Earlier this year my partner paid several hundred thousand pounds for an Aga. There’s no other way of putting it. A major cause of her excitement about our new house was the presence in its kitchen of the whacking great oven. I, on the other hand, was unsure how I felt about it — Aga-nostic, if you like. Six months later I’m sick of the bloody thing. What’s more, I’ve worked out why Aga lovers go on about them so much.

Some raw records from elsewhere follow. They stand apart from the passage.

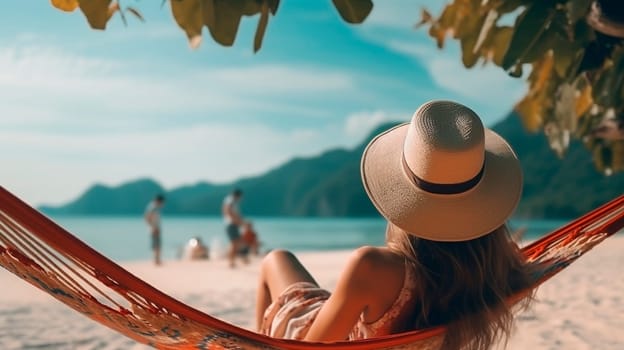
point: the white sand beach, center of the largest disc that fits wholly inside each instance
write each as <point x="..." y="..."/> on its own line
<point x="581" y="308"/>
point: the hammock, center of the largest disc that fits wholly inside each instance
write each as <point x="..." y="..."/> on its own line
<point x="50" y="258"/>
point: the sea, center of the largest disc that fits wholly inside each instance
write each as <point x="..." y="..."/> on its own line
<point x="126" y="238"/>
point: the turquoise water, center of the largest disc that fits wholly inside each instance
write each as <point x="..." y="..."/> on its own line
<point x="127" y="238"/>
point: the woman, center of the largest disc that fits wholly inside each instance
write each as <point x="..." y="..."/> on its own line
<point x="446" y="186"/>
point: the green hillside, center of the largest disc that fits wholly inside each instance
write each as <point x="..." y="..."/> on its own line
<point x="330" y="185"/>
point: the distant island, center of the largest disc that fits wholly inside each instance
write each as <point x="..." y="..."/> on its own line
<point x="329" y="185"/>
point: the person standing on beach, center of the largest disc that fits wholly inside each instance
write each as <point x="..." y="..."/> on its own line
<point x="152" y="217"/>
<point x="233" y="221"/>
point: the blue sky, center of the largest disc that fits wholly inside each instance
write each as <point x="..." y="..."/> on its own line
<point x="79" y="106"/>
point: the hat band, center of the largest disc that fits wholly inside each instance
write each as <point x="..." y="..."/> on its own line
<point x="437" y="188"/>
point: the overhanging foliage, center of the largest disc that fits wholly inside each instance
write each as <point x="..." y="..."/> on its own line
<point x="572" y="48"/>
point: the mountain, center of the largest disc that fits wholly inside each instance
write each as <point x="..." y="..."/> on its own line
<point x="330" y="185"/>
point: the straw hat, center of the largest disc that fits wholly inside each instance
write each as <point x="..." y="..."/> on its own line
<point x="443" y="176"/>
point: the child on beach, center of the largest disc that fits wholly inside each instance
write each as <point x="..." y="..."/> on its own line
<point x="446" y="186"/>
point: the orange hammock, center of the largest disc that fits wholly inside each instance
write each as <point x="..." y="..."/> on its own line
<point x="50" y="258"/>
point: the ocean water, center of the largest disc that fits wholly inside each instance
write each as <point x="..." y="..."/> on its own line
<point x="127" y="238"/>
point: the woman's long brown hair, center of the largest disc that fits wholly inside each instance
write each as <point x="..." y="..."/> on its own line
<point x="465" y="285"/>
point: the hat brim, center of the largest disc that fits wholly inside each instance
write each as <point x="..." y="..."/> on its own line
<point x="441" y="217"/>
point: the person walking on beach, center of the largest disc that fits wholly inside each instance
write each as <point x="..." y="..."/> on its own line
<point x="152" y="218"/>
<point x="233" y="221"/>
<point x="446" y="186"/>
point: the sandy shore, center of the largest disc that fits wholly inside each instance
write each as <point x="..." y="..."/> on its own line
<point x="581" y="308"/>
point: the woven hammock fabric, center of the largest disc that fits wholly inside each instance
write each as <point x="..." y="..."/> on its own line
<point x="44" y="254"/>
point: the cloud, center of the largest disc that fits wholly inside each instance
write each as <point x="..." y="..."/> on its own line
<point x="360" y="124"/>
<point x="493" y="91"/>
<point x="46" y="87"/>
<point x="401" y="13"/>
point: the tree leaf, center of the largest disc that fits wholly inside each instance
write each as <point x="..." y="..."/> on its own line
<point x="227" y="16"/>
<point x="98" y="12"/>
<point x="577" y="9"/>
<point x="353" y="11"/>
<point x="273" y="5"/>
<point x="262" y="24"/>
<point x="188" y="16"/>
<point x="490" y="19"/>
<point x="136" y="13"/>
<point x="65" y="5"/>
<point x="583" y="101"/>
<point x="566" y="53"/>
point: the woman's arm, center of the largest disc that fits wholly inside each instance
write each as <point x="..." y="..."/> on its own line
<point x="354" y="292"/>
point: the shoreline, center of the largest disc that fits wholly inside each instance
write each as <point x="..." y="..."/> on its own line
<point x="580" y="308"/>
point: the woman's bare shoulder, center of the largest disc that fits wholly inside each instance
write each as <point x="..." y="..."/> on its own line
<point x="375" y="259"/>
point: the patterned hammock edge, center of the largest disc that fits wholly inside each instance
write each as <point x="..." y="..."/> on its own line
<point x="44" y="254"/>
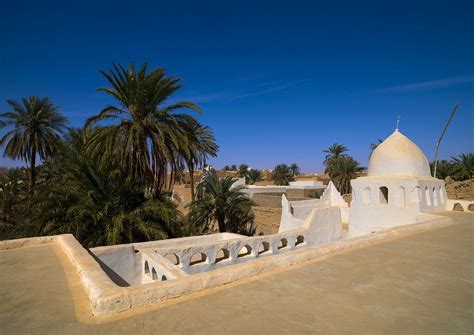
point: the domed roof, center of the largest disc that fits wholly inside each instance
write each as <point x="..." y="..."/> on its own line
<point x="398" y="156"/>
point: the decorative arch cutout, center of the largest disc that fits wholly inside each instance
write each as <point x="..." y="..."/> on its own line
<point x="299" y="240"/>
<point x="401" y="198"/>
<point x="283" y="243"/>
<point x="245" y="251"/>
<point x="154" y="274"/>
<point x="416" y="195"/>
<point x="428" y="197"/>
<point x="222" y="255"/>
<point x="458" y="207"/>
<point x="198" y="258"/>
<point x="366" y="196"/>
<point x="173" y="258"/>
<point x="441" y="195"/>
<point x="435" y="197"/>
<point x="383" y="195"/>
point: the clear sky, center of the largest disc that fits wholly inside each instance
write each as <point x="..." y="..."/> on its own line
<point x="279" y="81"/>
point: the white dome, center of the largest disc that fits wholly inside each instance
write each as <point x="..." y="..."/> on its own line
<point x="398" y="156"/>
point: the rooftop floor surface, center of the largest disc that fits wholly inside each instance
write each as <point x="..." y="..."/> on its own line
<point x="419" y="284"/>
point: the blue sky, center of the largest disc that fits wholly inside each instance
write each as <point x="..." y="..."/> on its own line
<point x="279" y="81"/>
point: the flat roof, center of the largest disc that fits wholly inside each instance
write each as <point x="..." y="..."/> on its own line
<point x="422" y="283"/>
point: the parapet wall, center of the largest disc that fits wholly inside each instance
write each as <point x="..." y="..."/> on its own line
<point x="106" y="297"/>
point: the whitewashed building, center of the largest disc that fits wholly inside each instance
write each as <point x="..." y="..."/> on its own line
<point x="398" y="189"/>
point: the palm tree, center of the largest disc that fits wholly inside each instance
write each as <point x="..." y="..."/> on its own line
<point x="295" y="169"/>
<point x="219" y="202"/>
<point x="282" y="175"/>
<point x="200" y="145"/>
<point x="12" y="194"/>
<point x="243" y="170"/>
<point x="374" y="146"/>
<point x="37" y="126"/>
<point x="95" y="203"/>
<point x="343" y="170"/>
<point x="464" y="166"/>
<point x="254" y="176"/>
<point x="146" y="136"/>
<point x="334" y="151"/>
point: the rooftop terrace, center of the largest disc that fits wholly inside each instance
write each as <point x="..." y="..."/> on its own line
<point x="421" y="283"/>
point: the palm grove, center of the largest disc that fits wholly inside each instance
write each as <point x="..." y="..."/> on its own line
<point x="110" y="181"/>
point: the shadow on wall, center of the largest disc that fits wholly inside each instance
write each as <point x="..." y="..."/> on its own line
<point x="111" y="273"/>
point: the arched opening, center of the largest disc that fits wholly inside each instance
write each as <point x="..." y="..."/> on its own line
<point x="458" y="207"/>
<point x="154" y="275"/>
<point x="441" y="195"/>
<point x="222" y="254"/>
<point x="173" y="258"/>
<point x="401" y="197"/>
<point x="366" y="196"/>
<point x="383" y="195"/>
<point x="299" y="240"/>
<point x="283" y="243"/>
<point x="416" y="195"/>
<point x="264" y="247"/>
<point x="245" y="251"/>
<point x="198" y="258"/>
<point x="435" y="197"/>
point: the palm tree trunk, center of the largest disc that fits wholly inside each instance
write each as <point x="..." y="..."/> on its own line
<point x="191" y="177"/>
<point x="32" y="171"/>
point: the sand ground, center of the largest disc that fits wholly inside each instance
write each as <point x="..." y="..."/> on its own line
<point x="419" y="284"/>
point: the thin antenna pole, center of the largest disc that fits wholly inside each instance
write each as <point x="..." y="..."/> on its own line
<point x="441" y="137"/>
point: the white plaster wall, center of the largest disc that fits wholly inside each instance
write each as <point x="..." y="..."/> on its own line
<point x="314" y="183"/>
<point x="467" y="205"/>
<point x="324" y="226"/>
<point x="407" y="197"/>
<point x="123" y="261"/>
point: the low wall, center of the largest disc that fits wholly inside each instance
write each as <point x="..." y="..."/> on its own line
<point x="267" y="200"/>
<point x="105" y="297"/>
<point x="457" y="205"/>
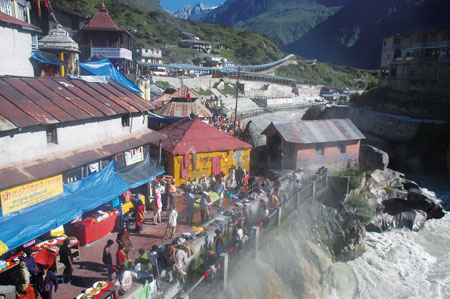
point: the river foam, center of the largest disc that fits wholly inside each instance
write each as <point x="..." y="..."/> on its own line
<point x="399" y="264"/>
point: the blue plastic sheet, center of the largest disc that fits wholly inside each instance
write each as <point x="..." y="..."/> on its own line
<point x="106" y="68"/>
<point x="87" y="194"/>
<point x="47" y="58"/>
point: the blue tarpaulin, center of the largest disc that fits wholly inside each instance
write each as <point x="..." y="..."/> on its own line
<point x="106" y="68"/>
<point x="47" y="58"/>
<point x="79" y="197"/>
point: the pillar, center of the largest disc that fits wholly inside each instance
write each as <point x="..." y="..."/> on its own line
<point x="255" y="230"/>
<point x="314" y="190"/>
<point x="61" y="68"/>
<point x="279" y="216"/>
<point x="224" y="261"/>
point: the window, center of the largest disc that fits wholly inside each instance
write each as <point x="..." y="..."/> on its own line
<point x="125" y="121"/>
<point x="34" y="43"/>
<point x="6" y="7"/>
<point x="291" y="150"/>
<point x="75" y="24"/>
<point x="52" y="138"/>
<point x="320" y="149"/>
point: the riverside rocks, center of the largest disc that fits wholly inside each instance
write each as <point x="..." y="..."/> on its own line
<point x="398" y="202"/>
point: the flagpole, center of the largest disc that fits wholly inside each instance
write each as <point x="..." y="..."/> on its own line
<point x="237" y="94"/>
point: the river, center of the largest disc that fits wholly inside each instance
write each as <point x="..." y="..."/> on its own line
<point x="401" y="263"/>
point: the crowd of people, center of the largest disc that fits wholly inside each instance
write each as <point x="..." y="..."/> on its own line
<point x="172" y="256"/>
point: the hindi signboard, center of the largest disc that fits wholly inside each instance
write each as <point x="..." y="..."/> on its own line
<point x="27" y="195"/>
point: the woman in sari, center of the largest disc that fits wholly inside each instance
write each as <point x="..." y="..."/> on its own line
<point x="140" y="209"/>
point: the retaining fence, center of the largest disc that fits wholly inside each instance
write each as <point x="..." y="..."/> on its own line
<point x="206" y="288"/>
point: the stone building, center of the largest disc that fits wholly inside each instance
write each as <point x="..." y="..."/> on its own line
<point x="19" y="39"/>
<point x="308" y="145"/>
<point x="417" y="57"/>
<point x="105" y="39"/>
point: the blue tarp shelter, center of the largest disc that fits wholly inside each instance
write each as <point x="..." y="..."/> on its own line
<point x="106" y="68"/>
<point x="79" y="197"/>
<point x="47" y="58"/>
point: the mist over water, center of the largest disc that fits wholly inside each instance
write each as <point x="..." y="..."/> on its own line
<point x="294" y="263"/>
<point x="399" y="264"/>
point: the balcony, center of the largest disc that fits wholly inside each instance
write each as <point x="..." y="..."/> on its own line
<point x="115" y="53"/>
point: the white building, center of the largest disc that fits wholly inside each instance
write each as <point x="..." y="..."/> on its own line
<point x="18" y="42"/>
<point x="55" y="121"/>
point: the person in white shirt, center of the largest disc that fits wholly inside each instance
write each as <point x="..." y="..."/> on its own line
<point x="127" y="278"/>
<point x="180" y="262"/>
<point x="172" y="223"/>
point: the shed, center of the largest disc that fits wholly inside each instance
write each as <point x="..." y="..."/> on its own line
<point x="195" y="148"/>
<point x="310" y="144"/>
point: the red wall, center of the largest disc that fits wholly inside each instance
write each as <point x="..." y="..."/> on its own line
<point x="306" y="155"/>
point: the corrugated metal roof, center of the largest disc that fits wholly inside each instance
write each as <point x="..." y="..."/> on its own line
<point x="184" y="109"/>
<point x="32" y="101"/>
<point x="316" y="131"/>
<point x="45" y="167"/>
<point x="186" y="134"/>
<point x="11" y="20"/>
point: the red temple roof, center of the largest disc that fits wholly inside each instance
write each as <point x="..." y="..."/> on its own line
<point x="186" y="135"/>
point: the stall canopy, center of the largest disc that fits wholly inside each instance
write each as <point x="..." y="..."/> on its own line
<point x="140" y="173"/>
<point x="78" y="197"/>
<point x="106" y="68"/>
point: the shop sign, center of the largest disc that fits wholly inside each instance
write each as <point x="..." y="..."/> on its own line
<point x="112" y="53"/>
<point x="27" y="195"/>
<point x="134" y="156"/>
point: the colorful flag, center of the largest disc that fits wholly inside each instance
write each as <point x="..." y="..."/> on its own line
<point x="188" y="94"/>
<point x="39" y="8"/>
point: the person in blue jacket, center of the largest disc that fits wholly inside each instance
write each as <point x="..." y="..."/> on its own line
<point x="46" y="282"/>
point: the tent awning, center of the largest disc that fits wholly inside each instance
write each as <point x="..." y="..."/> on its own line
<point x="106" y="68"/>
<point x="78" y="198"/>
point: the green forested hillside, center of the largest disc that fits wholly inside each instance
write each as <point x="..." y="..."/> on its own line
<point x="283" y="21"/>
<point x="330" y="75"/>
<point x="353" y="36"/>
<point x="156" y="28"/>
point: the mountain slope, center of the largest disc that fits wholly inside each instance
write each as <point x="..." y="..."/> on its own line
<point x="282" y="20"/>
<point x="353" y="35"/>
<point x="193" y="12"/>
<point x="90" y="6"/>
<point x="157" y="28"/>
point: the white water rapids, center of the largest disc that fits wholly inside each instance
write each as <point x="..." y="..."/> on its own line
<point x="399" y="264"/>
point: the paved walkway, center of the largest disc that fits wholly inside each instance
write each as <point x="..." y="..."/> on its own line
<point x="90" y="269"/>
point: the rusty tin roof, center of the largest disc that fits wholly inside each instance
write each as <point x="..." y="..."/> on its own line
<point x="45" y="167"/>
<point x="315" y="131"/>
<point x="184" y="109"/>
<point x="26" y="102"/>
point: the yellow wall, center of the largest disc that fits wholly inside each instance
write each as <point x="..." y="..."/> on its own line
<point x="204" y="164"/>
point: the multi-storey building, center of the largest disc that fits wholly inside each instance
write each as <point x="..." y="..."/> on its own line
<point x="19" y="39"/>
<point x="416" y="57"/>
<point x="105" y="39"/>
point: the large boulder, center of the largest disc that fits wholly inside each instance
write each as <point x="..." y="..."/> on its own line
<point x="372" y="158"/>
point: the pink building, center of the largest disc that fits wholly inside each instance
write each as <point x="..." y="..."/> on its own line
<point x="310" y="144"/>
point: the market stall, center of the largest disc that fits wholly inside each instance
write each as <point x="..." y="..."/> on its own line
<point x="44" y="253"/>
<point x="101" y="290"/>
<point x="94" y="227"/>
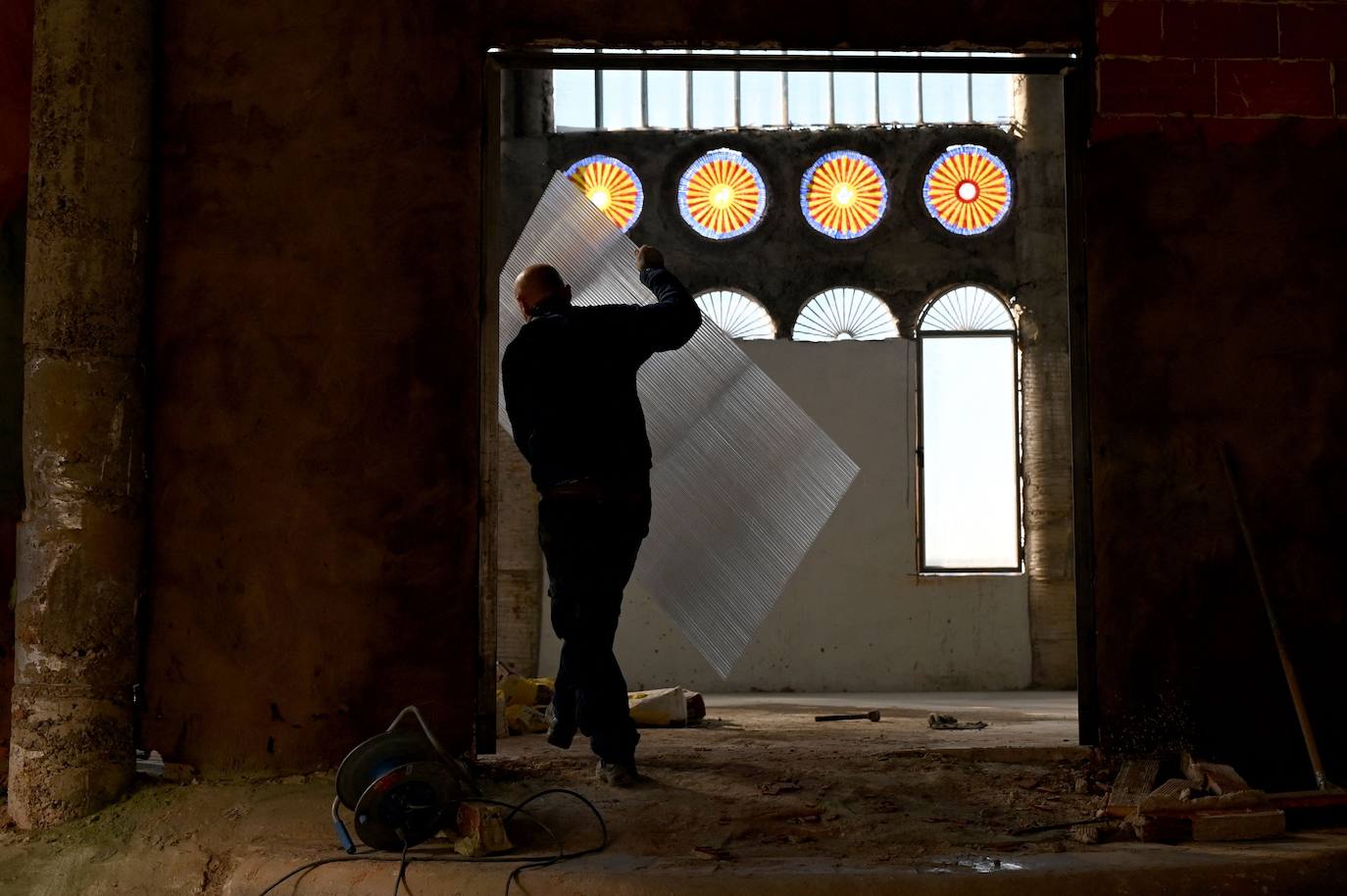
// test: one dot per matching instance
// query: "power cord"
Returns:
(526, 863)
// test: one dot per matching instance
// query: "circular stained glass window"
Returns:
(738, 314)
(968, 190)
(723, 195)
(843, 194)
(612, 186)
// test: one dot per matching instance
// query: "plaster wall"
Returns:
(856, 616)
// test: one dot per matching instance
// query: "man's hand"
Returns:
(648, 258)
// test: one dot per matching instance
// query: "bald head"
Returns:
(540, 287)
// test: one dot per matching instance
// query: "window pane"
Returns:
(899, 97)
(622, 100)
(809, 97)
(669, 99)
(944, 97)
(969, 481)
(760, 99)
(993, 97)
(713, 99)
(853, 97)
(573, 99)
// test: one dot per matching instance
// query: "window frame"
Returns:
(830, 62)
(1018, 403)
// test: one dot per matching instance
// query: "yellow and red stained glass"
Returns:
(723, 195)
(968, 190)
(612, 186)
(843, 194)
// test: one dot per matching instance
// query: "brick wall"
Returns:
(1234, 67)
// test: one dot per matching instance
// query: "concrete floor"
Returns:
(760, 799)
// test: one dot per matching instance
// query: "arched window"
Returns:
(845, 313)
(969, 432)
(738, 314)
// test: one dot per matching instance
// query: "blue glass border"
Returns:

For those of you fortunate enough never to have encountered one of these beasts, the facts are these. An Aga has to be kept on constantly, sapping your fuel source (ours is electric) 24 hours a day. My model has two ovens, one at a fixed high temperature, the other at a fixed low temperature. There are two hotplates, ditto. And that’s it. No grill. No capacity for turning something down to a precise simmer: you can either watch your pasta boil dry in two minutes flat or come back for it tomorrow. No room on a hotplate for more than one saucepan at a time, so tough luck if your recipe needs more. Not an awful lot of room in either oven — if you had more than a few people round at Christmas, the turkey wouldn’t be the only thing that was stuffed.
Also, an Aga chucks out heat around the clock. ‘Isn’t it lovely in winter?’ coo the admirers. Possibly, though for what it costs you might as well have a brazier in the kitchen into which you throw £10 notes. And the flip side is that it’s a nightmare in summer. For the past few weeks we’ve had a sauna rather than a kitchen. At least I’m not my friend David, renting a house whose oil-fired Aga also controls the hot-water system. If he has a bath in the afternoon, dinner takes half an hour longer to cook.
The real clue to the uselessness of Agas comes when I mention these failings to a devotee. They never engage with my points directly — they can’t — but instead start banging on about Aga toast or Aga pancakes, done on the hotplate. Their awestruck tones are reminiscent of late-1960s hippies recommending a new strain of acid: the actual results are more mundane. Or the devotee will talk about how great an Aga looks, how it’s a real ‘presence’ in the kitchen, how it ‘makes a home a home’. They will then, a few sentences later, admit to having a normal cooker as well. ‘Yeah, we really love our car with no wheels,’ they might as well be saying. ‘Obviously we’ve got a normal car as well, for when we actually have to drive anywhere. But our car with no wheels has such character.’
So why, when they have literally no case to make, do Aga owners go on about how brilliant their oven is? I’ve realised that it’s because they have no case to make. These things cost serious money: apparently ours was £8,000, not including installation. And once you’ve stumped up that sort of dosh, you’re not going to admit it was a mistake. Aga owners are like those telephone scam victims you read about, life savings blown but refusing to believe they’ve been done. It’s not me they’re trying to convince about their Aga — it’s themselves.
But what persuaded them to part with their hard-earned in the first place? The desire to go back in time, that’s what. To own a bit of Britain’s heritage, return to a golden age when every kitchen contained a lovely old woman who looked uncannily like Mary Berry. (Berry herself must have done wonders for Aga sales, just as Joanna Trollope did 20 years ago. Though you’ll notice the Bake Off ovens are modern ones.) Well, yes, many decades ago there was a woman in every kitchen cooking nonstop from dawn till dusk. So an oven you didn’t turn off made sense. But lifestyles have changed — and even if they hadn’t, that woman would still have bitten your hand off for an oven you could control precisely. And indeed turn off between dusk and dawn.
So don’t fall for the Aga. Get yourself a modern electric oven with a gas hob on top. That’s what I’m buying with the money I’ll make from flogging our Aga. Even my partner has come round to the decision. The clinching factor was the latest electricity bill. She had the common decency to blanch when that arrived. In as much as you can turn pale standing next to a boiling-hot slab of metal and stone.